PMC · DOI: 10.3389/fimmu.2025.1505509 · 2025-03-17

## TL;DR

This study combines histopathological images and immunological data to predict M2 macrophage infiltration and prognosis in serous ovarian cancer patients, aiming to improve personalized treatment strategies.

## Contribution

A novel deep learning model using histopathological imaging features to predict M2 macrophage infiltration and prognosis in serous ovarian cancer.

## Key findings

- Higher M2 macrophage infiltration is significantly associated with poor prognosis in serous ovarian cancer patients.
- A deep learning model using histopathological images effectively predicted M2 macrophage infiltration with reasonable accuracy metrics.
- The Mean Probability Method was identified as the most effective strategy for predicting M2 macrophage infiltration from histopathological images.

## Abstract

Investigating the effect of M2 macrophage infiltration on overall survival and to use histopathological imaging features (HIF) to predict M2 macrophage infiltration in patients with serous ovarian cancer (SOC) is important for improving prognostic accuracy, identifying new therapeutic targets, and advancing personalized treatment approaches.

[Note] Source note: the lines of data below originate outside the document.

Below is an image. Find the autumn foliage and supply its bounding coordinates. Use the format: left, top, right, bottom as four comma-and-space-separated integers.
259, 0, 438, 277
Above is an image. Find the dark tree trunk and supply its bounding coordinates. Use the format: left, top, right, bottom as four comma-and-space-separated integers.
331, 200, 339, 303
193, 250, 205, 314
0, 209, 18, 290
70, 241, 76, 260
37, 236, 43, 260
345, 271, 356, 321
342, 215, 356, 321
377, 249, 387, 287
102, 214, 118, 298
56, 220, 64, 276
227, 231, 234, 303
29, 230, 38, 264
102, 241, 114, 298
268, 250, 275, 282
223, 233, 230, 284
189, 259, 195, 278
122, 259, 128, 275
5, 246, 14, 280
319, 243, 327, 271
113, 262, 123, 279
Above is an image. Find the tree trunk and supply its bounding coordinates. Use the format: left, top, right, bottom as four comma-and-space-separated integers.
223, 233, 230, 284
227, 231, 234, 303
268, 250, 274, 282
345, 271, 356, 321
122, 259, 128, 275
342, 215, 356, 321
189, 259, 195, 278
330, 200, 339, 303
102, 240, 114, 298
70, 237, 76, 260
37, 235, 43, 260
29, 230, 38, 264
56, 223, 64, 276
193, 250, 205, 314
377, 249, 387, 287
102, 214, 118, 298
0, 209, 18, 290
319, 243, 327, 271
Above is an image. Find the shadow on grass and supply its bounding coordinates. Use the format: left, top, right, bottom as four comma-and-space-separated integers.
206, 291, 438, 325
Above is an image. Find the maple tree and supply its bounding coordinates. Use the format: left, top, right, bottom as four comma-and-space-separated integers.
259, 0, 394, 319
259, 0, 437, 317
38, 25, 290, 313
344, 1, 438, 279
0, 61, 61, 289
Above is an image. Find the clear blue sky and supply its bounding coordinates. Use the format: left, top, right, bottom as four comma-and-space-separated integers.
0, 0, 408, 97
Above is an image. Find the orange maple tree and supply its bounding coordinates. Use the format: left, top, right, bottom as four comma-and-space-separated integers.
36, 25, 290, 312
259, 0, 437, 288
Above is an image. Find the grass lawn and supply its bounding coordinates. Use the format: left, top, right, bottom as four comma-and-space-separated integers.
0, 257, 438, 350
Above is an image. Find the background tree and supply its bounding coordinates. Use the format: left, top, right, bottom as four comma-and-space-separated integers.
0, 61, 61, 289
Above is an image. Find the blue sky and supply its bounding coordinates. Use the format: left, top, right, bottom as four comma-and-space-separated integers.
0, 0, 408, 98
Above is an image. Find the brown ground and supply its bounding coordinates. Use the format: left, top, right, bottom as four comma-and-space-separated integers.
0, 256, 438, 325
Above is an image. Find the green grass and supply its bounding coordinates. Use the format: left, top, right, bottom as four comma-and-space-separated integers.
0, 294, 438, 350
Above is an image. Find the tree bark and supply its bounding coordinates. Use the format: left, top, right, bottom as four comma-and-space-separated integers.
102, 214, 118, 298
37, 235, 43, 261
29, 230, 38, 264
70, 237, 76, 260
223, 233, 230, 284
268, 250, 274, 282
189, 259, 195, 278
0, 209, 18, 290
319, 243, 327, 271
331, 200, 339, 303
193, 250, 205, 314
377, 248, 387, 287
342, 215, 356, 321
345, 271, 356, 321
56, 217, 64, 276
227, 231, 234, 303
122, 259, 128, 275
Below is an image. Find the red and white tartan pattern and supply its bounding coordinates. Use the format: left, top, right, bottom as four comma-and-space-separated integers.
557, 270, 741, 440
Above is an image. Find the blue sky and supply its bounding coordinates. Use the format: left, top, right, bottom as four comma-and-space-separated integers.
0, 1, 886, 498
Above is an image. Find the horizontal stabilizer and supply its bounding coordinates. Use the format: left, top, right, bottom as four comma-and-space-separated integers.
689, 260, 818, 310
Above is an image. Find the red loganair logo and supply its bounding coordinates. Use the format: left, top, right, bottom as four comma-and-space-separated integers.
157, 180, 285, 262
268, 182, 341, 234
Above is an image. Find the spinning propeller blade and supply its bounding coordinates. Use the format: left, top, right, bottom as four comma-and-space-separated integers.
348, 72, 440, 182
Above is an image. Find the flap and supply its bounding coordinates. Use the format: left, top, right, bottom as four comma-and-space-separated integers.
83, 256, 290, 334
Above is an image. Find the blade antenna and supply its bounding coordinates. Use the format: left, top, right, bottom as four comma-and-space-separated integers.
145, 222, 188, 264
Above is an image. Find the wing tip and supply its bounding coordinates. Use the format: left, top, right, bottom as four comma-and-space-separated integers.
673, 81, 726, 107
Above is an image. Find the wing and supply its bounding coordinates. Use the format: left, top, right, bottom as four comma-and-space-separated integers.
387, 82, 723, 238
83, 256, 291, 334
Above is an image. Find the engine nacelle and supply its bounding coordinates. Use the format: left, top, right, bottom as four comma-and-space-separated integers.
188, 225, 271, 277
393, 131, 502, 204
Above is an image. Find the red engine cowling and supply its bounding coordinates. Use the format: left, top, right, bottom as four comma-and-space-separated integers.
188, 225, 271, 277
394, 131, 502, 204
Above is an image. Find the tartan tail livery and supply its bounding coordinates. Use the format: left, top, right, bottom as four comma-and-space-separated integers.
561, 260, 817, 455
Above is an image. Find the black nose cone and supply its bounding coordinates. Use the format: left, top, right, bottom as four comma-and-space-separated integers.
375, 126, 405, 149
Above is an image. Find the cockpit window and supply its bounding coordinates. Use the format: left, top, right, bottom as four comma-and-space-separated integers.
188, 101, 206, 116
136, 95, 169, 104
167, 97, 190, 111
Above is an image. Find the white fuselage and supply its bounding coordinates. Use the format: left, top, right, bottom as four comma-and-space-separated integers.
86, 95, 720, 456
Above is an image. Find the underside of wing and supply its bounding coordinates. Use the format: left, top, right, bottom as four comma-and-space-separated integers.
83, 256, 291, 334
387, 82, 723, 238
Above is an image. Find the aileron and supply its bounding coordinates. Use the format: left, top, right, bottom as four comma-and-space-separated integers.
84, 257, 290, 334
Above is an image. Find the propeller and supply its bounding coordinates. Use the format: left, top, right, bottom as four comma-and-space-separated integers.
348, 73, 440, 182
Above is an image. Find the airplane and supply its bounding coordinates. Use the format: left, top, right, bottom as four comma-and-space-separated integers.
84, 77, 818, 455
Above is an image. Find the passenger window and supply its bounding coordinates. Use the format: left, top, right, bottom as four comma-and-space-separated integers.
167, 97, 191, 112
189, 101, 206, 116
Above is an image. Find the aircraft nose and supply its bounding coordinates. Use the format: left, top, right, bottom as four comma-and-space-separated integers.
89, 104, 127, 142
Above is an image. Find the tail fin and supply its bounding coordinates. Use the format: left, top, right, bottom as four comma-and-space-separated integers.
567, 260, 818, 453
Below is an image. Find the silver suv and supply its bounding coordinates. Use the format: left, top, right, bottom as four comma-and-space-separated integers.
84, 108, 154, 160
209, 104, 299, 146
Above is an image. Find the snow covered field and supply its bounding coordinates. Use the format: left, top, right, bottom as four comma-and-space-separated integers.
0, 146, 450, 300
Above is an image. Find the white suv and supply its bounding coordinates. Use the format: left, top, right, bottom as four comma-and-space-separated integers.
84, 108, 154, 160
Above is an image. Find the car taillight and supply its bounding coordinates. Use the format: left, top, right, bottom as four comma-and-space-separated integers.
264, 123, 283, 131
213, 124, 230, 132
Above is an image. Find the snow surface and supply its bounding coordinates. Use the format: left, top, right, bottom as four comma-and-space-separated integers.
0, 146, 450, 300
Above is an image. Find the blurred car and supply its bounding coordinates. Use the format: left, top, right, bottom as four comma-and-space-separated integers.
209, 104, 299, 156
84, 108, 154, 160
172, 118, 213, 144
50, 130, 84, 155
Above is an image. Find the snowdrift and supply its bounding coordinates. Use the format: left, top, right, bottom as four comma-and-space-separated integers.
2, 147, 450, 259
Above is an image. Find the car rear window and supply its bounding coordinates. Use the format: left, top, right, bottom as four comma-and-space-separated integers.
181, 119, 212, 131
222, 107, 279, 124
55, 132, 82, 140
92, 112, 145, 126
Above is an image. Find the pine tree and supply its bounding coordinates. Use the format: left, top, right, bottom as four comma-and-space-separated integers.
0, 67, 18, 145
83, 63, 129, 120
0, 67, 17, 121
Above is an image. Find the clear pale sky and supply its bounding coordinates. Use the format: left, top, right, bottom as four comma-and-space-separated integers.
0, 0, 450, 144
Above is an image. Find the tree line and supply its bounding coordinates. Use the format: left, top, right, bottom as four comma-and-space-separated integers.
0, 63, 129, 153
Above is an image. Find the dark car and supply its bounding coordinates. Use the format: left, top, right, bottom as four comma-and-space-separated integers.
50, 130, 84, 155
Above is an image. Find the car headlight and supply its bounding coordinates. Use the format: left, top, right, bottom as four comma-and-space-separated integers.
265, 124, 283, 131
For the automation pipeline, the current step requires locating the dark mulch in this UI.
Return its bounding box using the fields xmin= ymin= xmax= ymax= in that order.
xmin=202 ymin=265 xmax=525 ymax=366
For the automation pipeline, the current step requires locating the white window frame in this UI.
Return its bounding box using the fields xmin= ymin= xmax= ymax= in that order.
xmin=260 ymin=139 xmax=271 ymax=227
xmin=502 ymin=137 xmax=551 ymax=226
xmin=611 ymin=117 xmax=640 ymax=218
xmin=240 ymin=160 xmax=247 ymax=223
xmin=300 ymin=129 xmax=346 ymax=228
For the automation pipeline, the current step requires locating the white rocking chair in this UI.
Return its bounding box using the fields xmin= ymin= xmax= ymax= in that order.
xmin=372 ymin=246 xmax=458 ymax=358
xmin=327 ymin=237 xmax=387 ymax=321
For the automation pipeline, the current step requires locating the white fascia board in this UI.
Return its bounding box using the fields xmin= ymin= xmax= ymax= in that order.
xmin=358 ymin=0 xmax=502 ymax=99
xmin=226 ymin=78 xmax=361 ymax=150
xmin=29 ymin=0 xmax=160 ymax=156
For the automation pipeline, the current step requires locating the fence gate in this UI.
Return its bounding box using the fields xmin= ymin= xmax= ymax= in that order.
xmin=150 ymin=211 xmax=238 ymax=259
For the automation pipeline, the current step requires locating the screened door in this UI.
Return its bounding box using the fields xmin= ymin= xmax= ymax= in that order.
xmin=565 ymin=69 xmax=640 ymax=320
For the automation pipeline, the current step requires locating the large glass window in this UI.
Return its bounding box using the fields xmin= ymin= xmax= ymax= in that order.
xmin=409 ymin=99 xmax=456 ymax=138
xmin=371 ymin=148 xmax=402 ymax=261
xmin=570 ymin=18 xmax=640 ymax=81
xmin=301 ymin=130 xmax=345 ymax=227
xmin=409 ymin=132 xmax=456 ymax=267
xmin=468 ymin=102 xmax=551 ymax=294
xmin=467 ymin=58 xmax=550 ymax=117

We downloaded data from 86 patients with SOC from The Cancer Genome Atlas (TCGA) and divided these patients into a training set and a validation set with a ratio of 8:2. In addition, tissue microarrays from 106 patients with SOC patients were included as an external validation set. HIF were recognized by deep multiple instance learning (MIL) to predict M2 macrophage infiltration via theResNet18 network in the training set. The final model was evaluated using the internal and external validation set.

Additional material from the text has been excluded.